A proposito della presidenza Cossiga

In occasione della morte del presidente Ciampi, lei ha scritto, tra l’altro, che Ciampi fu un «costruttore» e Cossiga un «distruttore». Mentre mi è chiara la definizione del primo, non comprendo totalmente quella attribuita al secondo.
Gianferdinando Alberici
gial@bresciaonline.it

Caro Alberici, 
Come ha già scritto Maurizio Caprara sul Corriere del 25 settembre, sono in libreria da qualche settimana i diari di Ludovico Ortona, capo dell’ufficio stampa al Quirinale durante l’intero settennato di Cossiga, dal 1985 al 1992. Il libro si intitola «La svolta di Francesco Cossiga» ed è stato pubblicato da Nino Aragno Editore. Nelle sue 600 pagine vi sono, senza attenuazioni e modifiche, tutte le note quotidiane con cui Ortona riassumeva i principali eventi del giorno. Non esistono quindi altre fonti da cui Cossiga emerga con altrettanta naturalezza. Il lettore vi troverà il presidente impeccabilmente neutrale dei primi anni, un notaio della Repubblica scrupolosamente rispettoso della divisione dei poteri. E assisterà alla grande trasformazione di Cossiga negli ultimi due anni della sua presidenza quando il capo dello Stato non perde occasione per intervenire in ogni problema del giorno, anche se non appartiene alle sue competenze istituzionali. 
Nella sua prefazione al libro di Ortona, Giuliano Amato ricorda che dietro le sue esternazioni vi sono alcune buone ragioni. Come è detto con chiarezza nella recensione di Maurizio Caprara, Cossiga ha capito prima e meglio di altri che la dissoluzione dell’Urss e la morte del comunismo avrebbero avuto inevitabili ripercussioni sulla democrazia spartitoria e consociativa che i partiti politici italiani hanno costruito negli anni della Guerra fredda. Il messaggio al Parlamento sulla riforma delle istituzioni è probabilmente l’episodio più importante del settennato. Ma lo stile dei suoi interventi trasmette all’Italia l’immagine di un presidente irritabile, capriccioso, afflitto da crisi depressive e incapace di qualsiasi autocontrollo; ma anche di un uomo che si compiace delle proprie intemperanze e del baccano che stanno suscitando nella vita nazionale. 

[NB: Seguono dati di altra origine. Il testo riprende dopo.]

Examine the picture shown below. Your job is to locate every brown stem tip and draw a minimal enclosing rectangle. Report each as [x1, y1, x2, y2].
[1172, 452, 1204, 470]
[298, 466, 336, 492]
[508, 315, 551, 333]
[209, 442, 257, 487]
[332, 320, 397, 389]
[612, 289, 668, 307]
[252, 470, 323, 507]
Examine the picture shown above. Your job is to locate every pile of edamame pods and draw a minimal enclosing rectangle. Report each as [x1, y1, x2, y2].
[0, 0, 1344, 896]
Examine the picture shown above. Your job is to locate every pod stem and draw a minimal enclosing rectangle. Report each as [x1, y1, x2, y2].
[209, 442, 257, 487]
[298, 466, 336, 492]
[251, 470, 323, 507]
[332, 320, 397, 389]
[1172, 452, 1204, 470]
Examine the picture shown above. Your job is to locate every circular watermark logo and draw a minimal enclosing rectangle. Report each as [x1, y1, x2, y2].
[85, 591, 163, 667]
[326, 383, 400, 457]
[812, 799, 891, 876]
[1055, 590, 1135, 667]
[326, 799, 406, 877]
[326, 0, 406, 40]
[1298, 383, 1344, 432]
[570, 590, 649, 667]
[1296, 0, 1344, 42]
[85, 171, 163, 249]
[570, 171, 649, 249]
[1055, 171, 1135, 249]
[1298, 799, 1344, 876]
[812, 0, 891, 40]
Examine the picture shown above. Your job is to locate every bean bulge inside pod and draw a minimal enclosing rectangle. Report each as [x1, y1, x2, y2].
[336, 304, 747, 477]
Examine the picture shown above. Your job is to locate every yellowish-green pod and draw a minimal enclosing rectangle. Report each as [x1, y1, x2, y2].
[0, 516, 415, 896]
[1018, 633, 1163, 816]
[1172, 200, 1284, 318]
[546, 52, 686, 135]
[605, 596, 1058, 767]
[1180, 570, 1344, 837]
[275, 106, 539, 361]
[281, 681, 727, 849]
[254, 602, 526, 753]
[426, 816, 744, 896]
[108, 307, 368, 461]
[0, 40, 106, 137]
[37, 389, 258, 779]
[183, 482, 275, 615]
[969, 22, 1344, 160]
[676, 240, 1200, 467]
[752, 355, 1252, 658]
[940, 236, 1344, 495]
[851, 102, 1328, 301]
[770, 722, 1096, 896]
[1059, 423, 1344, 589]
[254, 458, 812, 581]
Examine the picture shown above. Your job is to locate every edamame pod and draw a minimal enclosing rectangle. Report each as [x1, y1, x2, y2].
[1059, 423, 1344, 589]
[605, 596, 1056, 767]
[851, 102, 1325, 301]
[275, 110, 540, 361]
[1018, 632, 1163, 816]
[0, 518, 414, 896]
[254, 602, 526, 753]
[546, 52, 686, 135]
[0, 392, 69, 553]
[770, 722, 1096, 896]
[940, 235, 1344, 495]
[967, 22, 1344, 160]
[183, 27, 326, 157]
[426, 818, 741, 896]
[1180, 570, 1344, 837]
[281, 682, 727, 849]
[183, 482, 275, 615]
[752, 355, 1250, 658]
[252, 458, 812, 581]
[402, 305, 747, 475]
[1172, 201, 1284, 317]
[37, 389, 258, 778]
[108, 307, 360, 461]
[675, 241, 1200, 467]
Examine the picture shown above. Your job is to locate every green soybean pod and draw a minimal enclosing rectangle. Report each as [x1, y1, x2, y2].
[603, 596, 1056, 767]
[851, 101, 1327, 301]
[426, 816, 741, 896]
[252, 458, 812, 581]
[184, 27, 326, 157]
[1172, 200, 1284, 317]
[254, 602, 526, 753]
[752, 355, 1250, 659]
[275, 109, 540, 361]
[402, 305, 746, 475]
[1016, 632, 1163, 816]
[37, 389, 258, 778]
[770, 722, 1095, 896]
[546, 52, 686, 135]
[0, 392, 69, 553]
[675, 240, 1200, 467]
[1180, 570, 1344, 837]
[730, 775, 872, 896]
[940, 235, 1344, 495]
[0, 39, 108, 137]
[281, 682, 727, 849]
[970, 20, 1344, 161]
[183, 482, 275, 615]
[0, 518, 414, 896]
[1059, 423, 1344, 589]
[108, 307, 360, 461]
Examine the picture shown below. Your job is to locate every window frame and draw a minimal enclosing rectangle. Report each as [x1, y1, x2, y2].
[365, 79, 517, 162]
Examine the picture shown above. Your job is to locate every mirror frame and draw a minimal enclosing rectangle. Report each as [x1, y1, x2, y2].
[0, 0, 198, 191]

Secondo Amato, la vicenda che maggiormente influenzò il suo comportamento fu la minaccia della incriminazione (oggi si dice «impeachment»), agitata dagli eredi del partito comunista. Cossiga, cugino di Enrico Berlinguer, pensava di avere con i comunisti un rapporto speciale e visse quella vicenda come una sorta di tradimento. In ultima analisi, caro Alberici, il suo carattere finì per nuocere alla parte migliore della sua personalità politica. La riforma della Costituzione, che fu una delle sue migliori battaglie, è ancora all’ordine del giorno e rischia di restarci. Più che distruttore Cossiga fu un costruttore mancato.